While waiting for the machine purchase to be completed, Javed spent his time diligently marketing his business and letting people know about both his background and his future plans. While he is getting some companies approaching him via his website, he points out that as a new business it’s up to him to introduce himself to other businesses. “I can’t just have a website and think people are going to go to it. I have to start targeting them.”
His relentless marketing of his business, and his openness about his years ‘inside’ and subsequent help from The Prince’s Trust, has caught the attention of both local and national press, and it was this that led to his first ever embroidery job: football shirts for Manchester City FC for the FA Youth Cup final against Chelsea FC. “My local paper did a feature about me coming out of prison and trying to make my life better, so they [Manchester City FC] gave me a chance and I just can’t thank them enough. The guy at the club was a godsend to me, he really was, he gave me a second chance. I’ve done more work with them since – I’m just chuffed to bits.”
He also spends time talking to business mentors for advice, and recently had a phone conversation with James Timpson, chief executive of Timpson, the group that owns Timpson shoe repair and locksmith companies, to see what they could offer each other.
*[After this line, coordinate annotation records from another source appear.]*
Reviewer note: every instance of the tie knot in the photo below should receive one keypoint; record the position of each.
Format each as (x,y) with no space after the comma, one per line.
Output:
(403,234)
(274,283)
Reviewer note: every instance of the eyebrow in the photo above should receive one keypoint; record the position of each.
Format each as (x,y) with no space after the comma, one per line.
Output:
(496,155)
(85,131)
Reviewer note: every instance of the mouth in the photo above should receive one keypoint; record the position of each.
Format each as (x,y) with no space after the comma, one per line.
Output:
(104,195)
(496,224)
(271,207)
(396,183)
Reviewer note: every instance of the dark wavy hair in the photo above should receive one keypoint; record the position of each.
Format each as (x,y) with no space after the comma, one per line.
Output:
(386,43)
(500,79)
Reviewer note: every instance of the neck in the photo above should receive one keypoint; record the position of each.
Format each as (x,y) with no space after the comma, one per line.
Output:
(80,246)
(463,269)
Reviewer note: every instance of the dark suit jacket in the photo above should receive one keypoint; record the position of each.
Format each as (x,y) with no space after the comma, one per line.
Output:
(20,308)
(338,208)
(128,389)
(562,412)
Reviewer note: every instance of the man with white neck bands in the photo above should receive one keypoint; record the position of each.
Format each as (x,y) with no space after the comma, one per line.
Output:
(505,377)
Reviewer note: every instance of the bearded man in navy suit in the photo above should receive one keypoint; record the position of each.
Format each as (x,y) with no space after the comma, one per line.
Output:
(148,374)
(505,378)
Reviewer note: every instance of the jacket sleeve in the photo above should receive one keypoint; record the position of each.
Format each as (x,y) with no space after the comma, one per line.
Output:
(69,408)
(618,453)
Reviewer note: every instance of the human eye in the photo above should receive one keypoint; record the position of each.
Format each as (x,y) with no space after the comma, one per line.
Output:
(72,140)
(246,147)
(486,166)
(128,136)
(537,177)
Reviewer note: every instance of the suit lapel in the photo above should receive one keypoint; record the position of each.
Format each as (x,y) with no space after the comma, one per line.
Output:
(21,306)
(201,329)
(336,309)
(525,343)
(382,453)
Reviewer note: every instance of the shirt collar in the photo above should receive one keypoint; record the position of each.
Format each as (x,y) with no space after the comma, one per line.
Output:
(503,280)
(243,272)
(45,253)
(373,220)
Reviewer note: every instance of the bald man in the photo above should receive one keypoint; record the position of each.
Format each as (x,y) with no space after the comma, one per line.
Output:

Javed is single-minded in his determination that Doodah will be successful and grabs every opportunity to learn and make new contacts wherever he can: “I have to make a success out of it, I’ve got nothing else I can do. I have to make a success of it.”
When asked how difficult it’s been getting to this point, he says: “It was very hard, but it has to be. Prison isn’t meant to be easy. It’s made me work for it, it’s made me get along by myself. The last ten months have been an overwhelming experience – it’s been worth it, it really has.”
Javed’s aim for the next 12 months is to move into a workshop (he’s currently working from his spare room) and employ an ex-offender. “I know how hard it is to find a job. I want to employ someone that’s been in the same situation as myself, who’s left prison and doesn’t have any decent qualifications and who can’t find a job because of their criminal record.
“The piece of advice I have for other people inside prison is if you know what you want to do, start putting together a business plan before you leave. I thought I’d look for a job first and obviously looking for a job with a criminal record is completely impossible, so I wasted two and a half months on job searching.”
His achievements so far have been impressive, confirms Pat: “It’s absolutely amazing! I’m getting it plastered all over the print shop corridor walls for when we’ve got Ofsted and HMIP [HM Inspectorate of Prisons] coming in to say ‘Look, we’ve had a success here!’ Javed turned his life around as soon as he went into the print shop. We have some really level-headed prisoners in the jail that really don’t know what talents they’ve got until we actually put them into a workshop and then they realise, ‘Oh gosh, I can do this’.
“If he keeps the quality of the work that he did here in his own business, he’ll thrive, he’ll absolutely thrive.”